Proud Rebecca and her sense of superiority and importance had met her end alone and unappreciated.
Finally there was Nathan. The man was so consumed by lust he had not even thought twice about following a stranger into the dark boat house.
What was left? Anger, envy, greed, gluttony, pride, and lust. What did they want with him?
“Just come out and we will show you, Dali,” a dry voice whispered through the walls. “You know the answer already.” It assured him.
“No,” I yelled out to the mysterious voice. The wind picked up outside the shed and made the boards shiver and shake. “Leave me alone, I don’t have anything you could want. I’m not like them!”
“But you are,” the voice came from everywhere at once. “You are one of us. You have been since you decided to come here.”
“I am not greedy, or angry, or jealous,” I heard the pleading in my voice and could do nothing to stop it. I put my hands over my ears, trying to black the sound, but still it came.
“Do you not know? Can you not think of anything?” I heard the door creak open and I closed my eyes, wrapping my arms tighter around my head.
“Can you not see?” The voices was close and the room began to feel warmer. I heard the soft sound of clawed feet moving around the room, surrounding me.
“There is another sin still,” it assured me.
“I’m not lazy,” I pleaded unashamedly, I refused to look up.
“No, but you do not appreciate all that has been given to you. You have given into your despair and lost the joy that living things should have.” Hot breath brushed the back of my neck. “You are one of us, Dali.”

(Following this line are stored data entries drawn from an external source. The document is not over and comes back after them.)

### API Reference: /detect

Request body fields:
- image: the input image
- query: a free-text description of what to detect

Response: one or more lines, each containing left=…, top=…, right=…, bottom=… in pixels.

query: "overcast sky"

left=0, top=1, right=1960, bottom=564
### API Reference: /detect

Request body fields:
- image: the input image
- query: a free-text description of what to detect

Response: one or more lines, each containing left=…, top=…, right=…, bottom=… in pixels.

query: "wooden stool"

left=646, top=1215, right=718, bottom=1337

“Look at me,” the order was so powerful I could not resist and I opened my tear dampened eyes and looked straight into the red eyes of the largest of the demon dogs. It’s long white teeth were inches from my face.
“Join us brother, the sun will rise and we must be away.”
I tried to stand, to back away, but found that my limbs no longer worked the way they should. I looked down. Long black limbs, ending in sharp black claws were all I saw.
A howl started in the pack, circling higher and higher as the first pink rays of dawn fell on the boat house.